Vladimir Krnjinac

Personal information
- Full name: Vladimir Krnjinac
- Date of birth: 20 February 1983 (age 43)
- Place of birth: Kruševac, SFR Yugoslavia
- Height: 1.76 m (5 ft 9+1⁄2 in)
- Position: Midfielder

Youth career
- Napredak Kruševac
- Obilić

Senior career*
- Years: Team / Apps / (Gls)
- 2003–2004: Obilić / 29 / (0)
- 2005: Smederevo / 12 / (0)
- 2006–2008: Borac Čačak / 80 / (0)
- 2009–2010: Napredak Kruševac / 27 / (0)
- 2010–2012: Metalac Gornji Milanovac / 40 / (0)
- 2013: Mladost Lučani / 3 / (0)
- 2013–2014: Timok / 13 / (0)
- 2014–2015: Trstenik / 23 / (1)
- 2016: Omladinac Novi Banovci / 12 / (1)
- 2016–2017: Borac Sakule / 23 / (2)
- 2017–2018: OFK Beograd / 13 / (1)

= Vladimir Krnjinac =

Serbian footballer

Vladimir Krnjinac (Serbian Cyrillic: Владимир Крњинац; born 20 February 1983) is a Serbian retired footballer who last played as a midfielder for OFK Beograd.
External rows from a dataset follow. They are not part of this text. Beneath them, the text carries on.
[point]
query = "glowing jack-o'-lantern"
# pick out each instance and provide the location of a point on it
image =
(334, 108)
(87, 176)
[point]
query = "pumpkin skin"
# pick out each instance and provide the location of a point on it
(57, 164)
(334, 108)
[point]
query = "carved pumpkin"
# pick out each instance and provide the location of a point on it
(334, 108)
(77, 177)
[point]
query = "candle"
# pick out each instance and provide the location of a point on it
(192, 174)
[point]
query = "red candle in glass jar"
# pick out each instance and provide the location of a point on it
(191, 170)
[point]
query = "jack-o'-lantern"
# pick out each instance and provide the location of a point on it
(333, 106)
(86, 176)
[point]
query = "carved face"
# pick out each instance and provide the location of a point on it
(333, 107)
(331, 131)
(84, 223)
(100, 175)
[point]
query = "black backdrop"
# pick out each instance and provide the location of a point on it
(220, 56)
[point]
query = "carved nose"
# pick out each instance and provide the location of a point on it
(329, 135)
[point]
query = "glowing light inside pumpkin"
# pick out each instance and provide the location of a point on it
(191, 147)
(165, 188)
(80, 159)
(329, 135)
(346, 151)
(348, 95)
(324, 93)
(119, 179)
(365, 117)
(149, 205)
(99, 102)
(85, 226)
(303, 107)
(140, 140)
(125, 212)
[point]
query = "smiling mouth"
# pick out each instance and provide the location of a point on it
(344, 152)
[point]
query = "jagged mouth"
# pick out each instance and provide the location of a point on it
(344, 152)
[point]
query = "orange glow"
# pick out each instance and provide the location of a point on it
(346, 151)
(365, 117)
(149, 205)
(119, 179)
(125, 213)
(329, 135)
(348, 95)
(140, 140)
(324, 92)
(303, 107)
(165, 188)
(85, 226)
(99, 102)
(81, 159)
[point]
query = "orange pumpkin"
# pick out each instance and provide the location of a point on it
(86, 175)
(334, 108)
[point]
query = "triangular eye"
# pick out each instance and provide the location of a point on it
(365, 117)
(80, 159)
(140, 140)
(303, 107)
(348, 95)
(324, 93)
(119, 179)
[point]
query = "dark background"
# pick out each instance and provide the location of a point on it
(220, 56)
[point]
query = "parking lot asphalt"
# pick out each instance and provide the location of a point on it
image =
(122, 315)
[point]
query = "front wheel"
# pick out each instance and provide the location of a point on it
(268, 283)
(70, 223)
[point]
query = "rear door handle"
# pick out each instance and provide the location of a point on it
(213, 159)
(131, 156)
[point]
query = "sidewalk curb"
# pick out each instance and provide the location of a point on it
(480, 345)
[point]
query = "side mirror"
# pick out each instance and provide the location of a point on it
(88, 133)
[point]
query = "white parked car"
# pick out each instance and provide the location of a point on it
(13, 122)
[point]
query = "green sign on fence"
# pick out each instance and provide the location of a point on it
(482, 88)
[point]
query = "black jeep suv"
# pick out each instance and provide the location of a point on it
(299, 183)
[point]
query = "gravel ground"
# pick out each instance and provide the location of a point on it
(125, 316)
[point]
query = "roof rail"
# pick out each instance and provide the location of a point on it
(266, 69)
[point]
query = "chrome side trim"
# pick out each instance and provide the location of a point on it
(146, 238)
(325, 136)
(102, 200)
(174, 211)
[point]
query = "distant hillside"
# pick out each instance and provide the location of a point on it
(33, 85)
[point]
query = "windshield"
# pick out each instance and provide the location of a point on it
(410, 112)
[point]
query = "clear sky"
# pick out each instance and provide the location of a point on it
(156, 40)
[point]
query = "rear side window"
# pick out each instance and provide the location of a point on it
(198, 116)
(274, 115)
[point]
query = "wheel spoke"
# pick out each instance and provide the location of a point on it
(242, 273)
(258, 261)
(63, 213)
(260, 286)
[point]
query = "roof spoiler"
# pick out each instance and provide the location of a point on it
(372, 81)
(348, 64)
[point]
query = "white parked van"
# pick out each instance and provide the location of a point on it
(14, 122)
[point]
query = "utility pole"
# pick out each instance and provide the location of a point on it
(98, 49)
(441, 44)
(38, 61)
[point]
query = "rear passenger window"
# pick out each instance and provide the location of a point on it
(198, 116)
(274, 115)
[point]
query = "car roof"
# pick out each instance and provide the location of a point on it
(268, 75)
His father, Slavoljub, was also a footballer who played as a goalkeeper.

==Career==
Krnjinac played for Obilić and Smederevo in the First League of Serbia and Montenegro, as well as for Napredak Kruševac and Metalac Gornji Milanovac in the Serbian SuperLiga. He also represented Borac Čačak in the 2008–09 UEFA Cup, recording six appearances in the process (including qualifiers).